The revelation comes after a series of security breaches at the parliament in Brussels. Last month a French journalist smuggled in an imitation firearm during a visit by Prince Charles to highlight the lax security. There have also been three armed robberies within the confines of the parliament building, leading some MEPs to condemn the security system as a "farce".
Nikki Sinclaire, MEP for the West Midlands, said: "MEPs put their own self-importance ahead of security in the parliament, with many refusing to undergo the simplest of security checks.

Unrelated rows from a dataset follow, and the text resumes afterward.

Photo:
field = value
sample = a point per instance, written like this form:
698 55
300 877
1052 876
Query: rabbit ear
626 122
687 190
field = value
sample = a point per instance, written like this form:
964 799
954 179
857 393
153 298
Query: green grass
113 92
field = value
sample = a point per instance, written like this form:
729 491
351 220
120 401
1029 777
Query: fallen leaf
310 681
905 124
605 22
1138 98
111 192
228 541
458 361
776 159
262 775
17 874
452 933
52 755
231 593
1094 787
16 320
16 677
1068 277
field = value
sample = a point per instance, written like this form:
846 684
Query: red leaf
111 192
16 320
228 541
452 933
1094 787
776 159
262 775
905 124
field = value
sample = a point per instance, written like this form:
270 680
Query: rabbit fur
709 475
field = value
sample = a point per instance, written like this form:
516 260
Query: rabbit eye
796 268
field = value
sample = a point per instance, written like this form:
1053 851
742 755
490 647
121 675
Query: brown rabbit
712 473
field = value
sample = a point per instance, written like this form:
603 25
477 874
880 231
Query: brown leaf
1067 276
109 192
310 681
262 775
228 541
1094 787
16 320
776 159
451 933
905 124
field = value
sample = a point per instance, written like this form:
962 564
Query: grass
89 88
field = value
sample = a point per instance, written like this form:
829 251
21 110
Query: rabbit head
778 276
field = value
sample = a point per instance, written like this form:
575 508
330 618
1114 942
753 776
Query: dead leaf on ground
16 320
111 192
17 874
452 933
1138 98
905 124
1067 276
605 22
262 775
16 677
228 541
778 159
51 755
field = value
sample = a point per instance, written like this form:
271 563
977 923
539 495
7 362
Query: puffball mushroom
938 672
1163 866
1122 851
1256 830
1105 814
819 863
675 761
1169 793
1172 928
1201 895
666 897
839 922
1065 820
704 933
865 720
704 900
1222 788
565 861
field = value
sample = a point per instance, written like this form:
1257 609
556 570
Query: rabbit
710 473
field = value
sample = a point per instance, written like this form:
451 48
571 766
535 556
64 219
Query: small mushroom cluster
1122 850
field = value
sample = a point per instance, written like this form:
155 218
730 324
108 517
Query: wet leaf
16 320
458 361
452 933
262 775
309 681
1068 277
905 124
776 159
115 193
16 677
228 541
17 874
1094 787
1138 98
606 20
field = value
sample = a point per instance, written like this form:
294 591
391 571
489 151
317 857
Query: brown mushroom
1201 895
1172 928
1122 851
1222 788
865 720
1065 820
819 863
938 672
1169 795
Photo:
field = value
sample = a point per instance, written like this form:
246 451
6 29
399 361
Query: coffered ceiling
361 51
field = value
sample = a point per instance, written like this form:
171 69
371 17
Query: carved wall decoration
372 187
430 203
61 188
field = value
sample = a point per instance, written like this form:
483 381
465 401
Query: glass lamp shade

Security is a great cause for concern." The scanners — Rapiscan Secure 1000s — were bought in 2005 at a cost of 725,730 euros (£621,000).
The same model is being used at Manchester and Heathrow airports as well as about 70 others in the US. It works by peppering a passenger with very weak radiation in order to project an x-ray image of them on to a viewing screen. This depicts any concealed objects as well as showing intimate areas of the body.
At the time of their purchase, the European parliament was opposed to the use of body scanners in airports. In 2009 MEPs voted to sell the scanners it had bought. Despite slashing the asking price, no buyers have come forward.
The commission has been tasked with considering the use of body scanners. One option is to make them mandatory at all airports. Airports in the EU are now allowed to use the scanners only in an authorised trial of the equipment or in response to a higher threat risk.
Many MEPs still have reservations over the use of the scanners because of human rights issues and possible health risks. EU policy is expected to be decided by July this year.
A spokesman for the European parliament said: "The scanners were bought following September 11, 2001, when the parliament was looking at security measures. They were never intended to be used routinely."